Officials say that’s changing.
“Overall, it’s going to be operational profit,” said Anthony Mallott, Sealaska’s new president and CEO. The former Sealaska treasurer and chief investment officer replaces Chris McNeil Jr., who just retired.
Mallott says the first half of this year is looking good.
“Of course, it’s purely a forecast. We still have significant financial investment assets, so a significant market fall could take us off that forecast. But right now the forecast is for profits,” he said.
He says that will boost dividends. But Sealaska’s about 22,000 shareholders won’t see the increase until next year.
The Juneau-headquartered corporation still has debts. And Mallott says it’s a significant amount.
“We have $18 million in long-term debt outstanding, indicated as short-term because the maturity on that is this year. But all indications are that we’re going to renew that,” Mallott said.

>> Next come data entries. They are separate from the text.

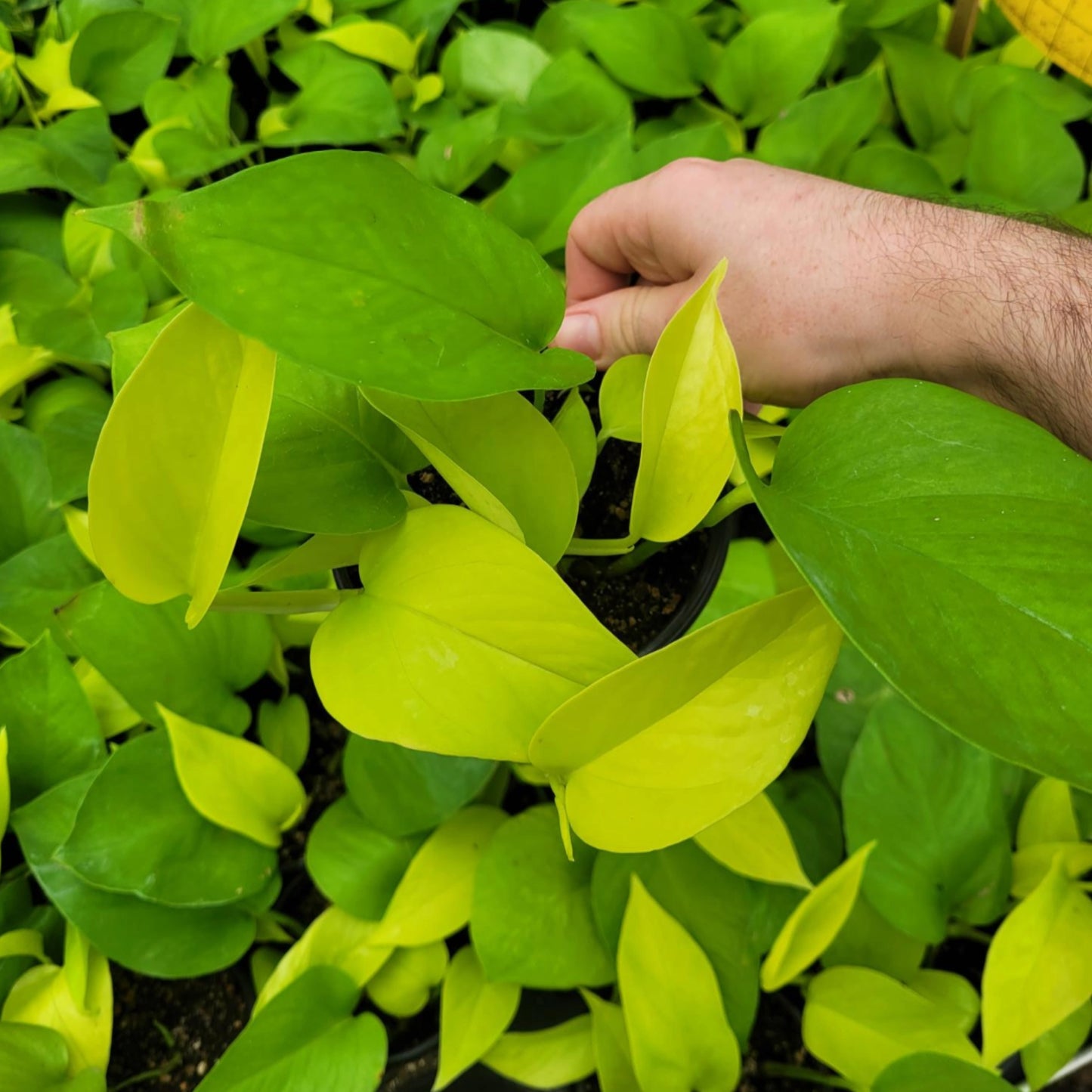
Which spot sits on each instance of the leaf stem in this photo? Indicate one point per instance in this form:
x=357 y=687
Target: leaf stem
x=800 y=1074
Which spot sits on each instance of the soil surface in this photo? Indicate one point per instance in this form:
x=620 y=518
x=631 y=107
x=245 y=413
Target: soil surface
x=174 y=1031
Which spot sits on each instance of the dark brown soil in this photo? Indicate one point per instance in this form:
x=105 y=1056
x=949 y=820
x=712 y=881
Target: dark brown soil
x=174 y=1031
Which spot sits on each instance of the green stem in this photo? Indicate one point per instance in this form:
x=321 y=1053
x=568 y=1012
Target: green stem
x=800 y=1074
x=732 y=501
x=638 y=557
x=601 y=547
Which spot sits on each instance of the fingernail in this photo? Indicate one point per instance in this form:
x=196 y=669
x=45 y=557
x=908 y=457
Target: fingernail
x=581 y=333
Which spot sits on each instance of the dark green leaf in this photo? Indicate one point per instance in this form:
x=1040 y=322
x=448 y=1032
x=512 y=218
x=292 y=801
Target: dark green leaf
x=532 y=918
x=891 y=487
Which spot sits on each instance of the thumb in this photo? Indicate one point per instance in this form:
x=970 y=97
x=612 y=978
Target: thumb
x=617 y=323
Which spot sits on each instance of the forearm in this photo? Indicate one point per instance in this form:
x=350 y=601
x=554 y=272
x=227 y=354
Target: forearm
x=993 y=305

That means the debt will be paid off later. But if it came due now, Mallott says the corporation could handle it.
One of Sealaska’s top priorities is to buy a new business. It sold off its profitable plastics partnership and a smaller company last year to help fund the acquisition.
Board Chairman Joe Nelson says the corporation continues to look for something closer to home.
“We need to invest in areas that we care about. We need to invest in areas that we need to be passionate about and we want to be the best in,” Nelson said.
CEO Mallott says Sealaska could have up to $50 million to invest.
“We’ve looked at the sustainable food industry. We’ve looked pretty in-depth into the fisheries landscape to see where we may fit,” he said. “We’ve looked into Southeast-based businesses that either tie into any of the current natural resource-based business we have. And we’ve also looked into government contracting.”
Nelson and Mallott say they’ll continue pursing federal legislation opening up more Tongass National Forest land to logging. What’s been called the Sealaska Lands Bill has been stalled for years.